If you or the prospective mother/s do not want your parents or others involved, it will be very important that you be clear with your family of origin about this. They might well have understandably strong feelings about it, but you will need to help them understand that you are a donor, not a parent in this family, and that the arrangement is between you and the mother/s only.
It’s all about the kids
Some men have extensive experience of being around children before they are approached about being a donor, perhaps because they are fathers themselves, or uncles, or have many friends with children. Other men have much less experience, and don’t know what to expect from being in contact with children. It will be helpful to talk with other donors, and parents (particularly those whose families involve donors) about what kind of contact can work for children at different ages. Whatever level of contact you negotiate with the mother/s, from very occasional visits to regular time spent together, and even time alone with children as they grow, the key to building a relationship with the child/ren themselves over time will be the quality of attention you give to them when you are with them, and the consistency of your involvement (at whatever level that might be) in their lives.

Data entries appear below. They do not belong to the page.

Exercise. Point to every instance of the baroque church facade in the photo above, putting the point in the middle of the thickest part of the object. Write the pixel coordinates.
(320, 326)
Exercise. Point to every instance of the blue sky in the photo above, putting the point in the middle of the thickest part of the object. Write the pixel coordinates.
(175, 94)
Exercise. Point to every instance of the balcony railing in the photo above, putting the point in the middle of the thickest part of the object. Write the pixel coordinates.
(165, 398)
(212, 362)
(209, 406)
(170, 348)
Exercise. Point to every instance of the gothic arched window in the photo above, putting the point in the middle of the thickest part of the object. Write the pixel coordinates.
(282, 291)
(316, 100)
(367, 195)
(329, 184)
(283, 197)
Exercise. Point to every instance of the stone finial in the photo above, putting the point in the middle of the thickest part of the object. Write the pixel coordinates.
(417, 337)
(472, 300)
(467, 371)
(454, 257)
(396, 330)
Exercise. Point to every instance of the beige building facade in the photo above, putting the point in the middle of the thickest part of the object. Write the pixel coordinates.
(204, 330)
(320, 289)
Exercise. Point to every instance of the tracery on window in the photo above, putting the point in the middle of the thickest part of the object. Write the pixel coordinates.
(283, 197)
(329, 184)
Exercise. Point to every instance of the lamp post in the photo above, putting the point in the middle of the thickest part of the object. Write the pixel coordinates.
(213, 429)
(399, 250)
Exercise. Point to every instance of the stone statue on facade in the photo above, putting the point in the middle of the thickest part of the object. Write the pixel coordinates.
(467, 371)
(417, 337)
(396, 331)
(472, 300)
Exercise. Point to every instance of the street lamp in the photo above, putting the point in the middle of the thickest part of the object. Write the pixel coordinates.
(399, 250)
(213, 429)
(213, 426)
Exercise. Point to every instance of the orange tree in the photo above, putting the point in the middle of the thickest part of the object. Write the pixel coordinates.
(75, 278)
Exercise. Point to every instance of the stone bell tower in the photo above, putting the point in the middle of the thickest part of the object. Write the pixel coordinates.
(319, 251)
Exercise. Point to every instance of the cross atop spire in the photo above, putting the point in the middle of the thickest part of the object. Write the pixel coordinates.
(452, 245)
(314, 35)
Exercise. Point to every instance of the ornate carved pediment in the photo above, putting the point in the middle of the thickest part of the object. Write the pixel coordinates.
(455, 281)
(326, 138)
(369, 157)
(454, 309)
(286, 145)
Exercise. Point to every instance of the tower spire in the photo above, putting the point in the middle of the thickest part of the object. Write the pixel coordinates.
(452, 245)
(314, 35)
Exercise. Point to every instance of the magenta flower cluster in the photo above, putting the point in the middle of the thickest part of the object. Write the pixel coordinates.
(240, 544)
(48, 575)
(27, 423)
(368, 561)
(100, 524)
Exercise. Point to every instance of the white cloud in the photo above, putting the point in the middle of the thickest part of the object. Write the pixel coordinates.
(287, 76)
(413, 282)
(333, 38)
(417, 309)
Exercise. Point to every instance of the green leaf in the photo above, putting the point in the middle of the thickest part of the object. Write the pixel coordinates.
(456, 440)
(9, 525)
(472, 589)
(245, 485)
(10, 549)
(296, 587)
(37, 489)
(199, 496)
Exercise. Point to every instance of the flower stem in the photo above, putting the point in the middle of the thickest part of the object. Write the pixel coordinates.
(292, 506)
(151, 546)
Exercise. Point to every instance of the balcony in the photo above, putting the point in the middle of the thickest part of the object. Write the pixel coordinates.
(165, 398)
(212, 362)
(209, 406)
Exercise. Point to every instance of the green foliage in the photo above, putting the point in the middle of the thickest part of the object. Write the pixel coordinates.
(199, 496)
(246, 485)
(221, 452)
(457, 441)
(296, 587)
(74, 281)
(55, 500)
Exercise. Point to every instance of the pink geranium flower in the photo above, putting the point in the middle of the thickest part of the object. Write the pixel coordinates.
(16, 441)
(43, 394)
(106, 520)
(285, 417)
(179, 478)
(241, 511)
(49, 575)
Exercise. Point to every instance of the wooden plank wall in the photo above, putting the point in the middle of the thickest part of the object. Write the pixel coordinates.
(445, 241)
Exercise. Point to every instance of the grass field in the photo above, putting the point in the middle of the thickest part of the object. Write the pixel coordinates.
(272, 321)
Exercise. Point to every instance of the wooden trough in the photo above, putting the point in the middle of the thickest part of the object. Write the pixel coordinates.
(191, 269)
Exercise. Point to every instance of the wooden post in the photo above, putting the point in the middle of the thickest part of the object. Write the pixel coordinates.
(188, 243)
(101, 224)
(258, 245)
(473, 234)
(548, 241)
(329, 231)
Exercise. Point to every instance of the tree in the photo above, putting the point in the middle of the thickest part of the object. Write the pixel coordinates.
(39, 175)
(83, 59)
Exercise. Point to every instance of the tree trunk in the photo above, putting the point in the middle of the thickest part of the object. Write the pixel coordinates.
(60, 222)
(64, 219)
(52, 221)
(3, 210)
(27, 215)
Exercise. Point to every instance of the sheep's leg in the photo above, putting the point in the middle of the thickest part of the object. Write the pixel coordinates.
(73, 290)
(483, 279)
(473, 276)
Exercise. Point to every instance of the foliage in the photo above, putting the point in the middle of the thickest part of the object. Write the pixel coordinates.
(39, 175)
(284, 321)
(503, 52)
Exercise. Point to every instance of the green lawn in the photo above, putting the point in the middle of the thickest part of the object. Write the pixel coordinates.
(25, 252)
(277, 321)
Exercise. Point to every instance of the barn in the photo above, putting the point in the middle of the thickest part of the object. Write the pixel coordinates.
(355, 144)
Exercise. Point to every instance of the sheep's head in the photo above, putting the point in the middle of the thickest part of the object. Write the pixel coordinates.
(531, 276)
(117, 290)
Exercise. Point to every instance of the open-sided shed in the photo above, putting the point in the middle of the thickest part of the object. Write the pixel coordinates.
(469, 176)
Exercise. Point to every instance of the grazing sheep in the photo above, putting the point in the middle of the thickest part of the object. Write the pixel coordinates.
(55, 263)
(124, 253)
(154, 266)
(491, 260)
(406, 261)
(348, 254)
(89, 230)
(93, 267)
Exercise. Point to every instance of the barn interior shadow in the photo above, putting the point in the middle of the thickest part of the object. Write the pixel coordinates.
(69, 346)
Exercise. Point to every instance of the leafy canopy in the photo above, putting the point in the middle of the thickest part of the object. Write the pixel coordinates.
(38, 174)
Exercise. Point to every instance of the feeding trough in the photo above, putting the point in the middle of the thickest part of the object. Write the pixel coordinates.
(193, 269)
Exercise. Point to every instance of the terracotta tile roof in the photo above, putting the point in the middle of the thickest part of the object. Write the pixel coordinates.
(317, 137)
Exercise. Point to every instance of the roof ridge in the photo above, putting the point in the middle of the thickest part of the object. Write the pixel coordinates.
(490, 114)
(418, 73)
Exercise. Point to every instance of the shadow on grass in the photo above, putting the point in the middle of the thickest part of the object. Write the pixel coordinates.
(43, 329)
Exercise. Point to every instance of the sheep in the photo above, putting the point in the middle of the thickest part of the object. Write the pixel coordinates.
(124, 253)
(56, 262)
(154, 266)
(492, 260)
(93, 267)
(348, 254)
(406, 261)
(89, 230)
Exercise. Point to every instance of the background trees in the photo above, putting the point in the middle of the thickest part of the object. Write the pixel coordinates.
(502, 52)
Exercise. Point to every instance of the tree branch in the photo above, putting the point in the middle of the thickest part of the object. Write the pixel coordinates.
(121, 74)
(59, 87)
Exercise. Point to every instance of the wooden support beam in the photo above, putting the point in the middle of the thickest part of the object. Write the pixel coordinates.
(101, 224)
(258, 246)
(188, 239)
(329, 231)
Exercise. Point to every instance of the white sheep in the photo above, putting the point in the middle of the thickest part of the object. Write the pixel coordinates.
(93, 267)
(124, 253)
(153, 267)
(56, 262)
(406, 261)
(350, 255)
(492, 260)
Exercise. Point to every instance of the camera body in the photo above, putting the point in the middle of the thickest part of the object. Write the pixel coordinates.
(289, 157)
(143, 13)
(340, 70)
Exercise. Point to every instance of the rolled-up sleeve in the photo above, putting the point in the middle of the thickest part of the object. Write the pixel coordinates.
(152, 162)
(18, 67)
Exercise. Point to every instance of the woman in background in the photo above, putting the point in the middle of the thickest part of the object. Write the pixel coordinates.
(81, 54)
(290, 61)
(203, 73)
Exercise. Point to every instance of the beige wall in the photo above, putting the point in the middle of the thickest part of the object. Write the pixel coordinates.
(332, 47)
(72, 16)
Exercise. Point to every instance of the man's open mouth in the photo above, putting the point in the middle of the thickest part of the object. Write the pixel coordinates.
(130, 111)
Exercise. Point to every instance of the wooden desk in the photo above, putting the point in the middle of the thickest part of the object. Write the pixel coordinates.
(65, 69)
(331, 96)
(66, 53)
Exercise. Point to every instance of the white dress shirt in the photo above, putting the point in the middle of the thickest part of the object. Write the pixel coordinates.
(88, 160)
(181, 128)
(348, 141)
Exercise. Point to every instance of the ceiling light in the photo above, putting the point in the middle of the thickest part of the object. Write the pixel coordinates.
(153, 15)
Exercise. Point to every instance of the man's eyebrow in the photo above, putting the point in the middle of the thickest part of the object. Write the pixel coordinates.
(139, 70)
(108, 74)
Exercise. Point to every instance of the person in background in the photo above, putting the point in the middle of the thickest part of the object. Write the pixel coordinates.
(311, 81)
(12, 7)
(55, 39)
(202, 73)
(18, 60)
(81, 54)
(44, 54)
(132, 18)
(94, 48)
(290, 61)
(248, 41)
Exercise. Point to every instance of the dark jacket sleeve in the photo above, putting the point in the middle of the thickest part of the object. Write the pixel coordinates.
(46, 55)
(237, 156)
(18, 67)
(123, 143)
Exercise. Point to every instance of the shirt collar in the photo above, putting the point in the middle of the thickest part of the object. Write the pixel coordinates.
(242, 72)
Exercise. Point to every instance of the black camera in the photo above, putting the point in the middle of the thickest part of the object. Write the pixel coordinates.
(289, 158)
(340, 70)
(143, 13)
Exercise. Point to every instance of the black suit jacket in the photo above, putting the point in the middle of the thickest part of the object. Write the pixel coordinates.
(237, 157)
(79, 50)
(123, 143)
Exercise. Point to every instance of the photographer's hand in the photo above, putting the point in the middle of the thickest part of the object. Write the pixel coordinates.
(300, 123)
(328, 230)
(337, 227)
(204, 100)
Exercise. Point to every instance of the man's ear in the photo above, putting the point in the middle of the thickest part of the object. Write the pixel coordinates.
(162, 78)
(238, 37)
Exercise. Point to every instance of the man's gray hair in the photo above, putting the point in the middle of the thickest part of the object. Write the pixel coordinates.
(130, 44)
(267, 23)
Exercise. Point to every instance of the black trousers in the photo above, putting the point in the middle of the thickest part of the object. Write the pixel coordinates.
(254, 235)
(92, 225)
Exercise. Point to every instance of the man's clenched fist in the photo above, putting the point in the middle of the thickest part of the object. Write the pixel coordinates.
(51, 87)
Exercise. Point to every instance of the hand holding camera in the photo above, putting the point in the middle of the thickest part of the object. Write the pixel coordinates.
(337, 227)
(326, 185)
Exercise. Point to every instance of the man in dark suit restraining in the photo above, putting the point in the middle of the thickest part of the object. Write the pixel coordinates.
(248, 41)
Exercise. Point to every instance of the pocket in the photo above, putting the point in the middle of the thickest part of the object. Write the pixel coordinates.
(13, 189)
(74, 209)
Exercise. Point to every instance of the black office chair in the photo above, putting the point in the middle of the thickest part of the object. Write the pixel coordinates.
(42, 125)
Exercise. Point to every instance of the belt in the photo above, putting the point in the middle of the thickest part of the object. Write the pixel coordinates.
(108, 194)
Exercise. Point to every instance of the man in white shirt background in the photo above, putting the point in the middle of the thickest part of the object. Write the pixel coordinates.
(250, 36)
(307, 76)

Ensuring that you have support too
It is important for you to have the support you need throughout the emotional journey of becoming and being a known donor. This starts when you are making the decision about whether to donate. It continues during your negotiations with the prospective mother/s, and throughout the processes of trying to conceive, during the pregnancy, birth, early infancy and as the child or children grow.
Sometimes the focus can be very much on the mother/s, particularly the birth mother, when they are trying to conceive, and particularly if they have a miscarriage – remember that around one in six pregnancies ends in miscarriage. It is often the case during pregnancy, birth and early infancy. The mother/s will certainly need lots of support during all of those processes, and you might well be involved in giving that support, especially if you are good friends.
However, it is important to recognise that you also need support for your own journey, particularly if it proves difficult to conceive, or if there is a miscarriage or some other problem. It is possible that this support might not be able to come, to any great extent, from the mother/s because they are dealing with their own feelings. But if you are a couple, you can support each other, and whether you are coupled or single you can ask for support from your friends, family members (if appropriate), a counsellor, and support groups, including online groups.
Even if there is no such problem, helping to create new life is a momentous experience, and can be an unexpected emotional rollercoaster. If you are in a couple, for example, being a donor can bring up issues in your relationship, perhaps related to your feelings about family and future, including whether you might have your own children. And if you already have your own children, you will need to think about how to talk with them about it all – see below for more on this. Whatever your own situation, it is important that you work out what being a donor might mean for you before you decide to take on this role, and help a couple or single woman to create a child.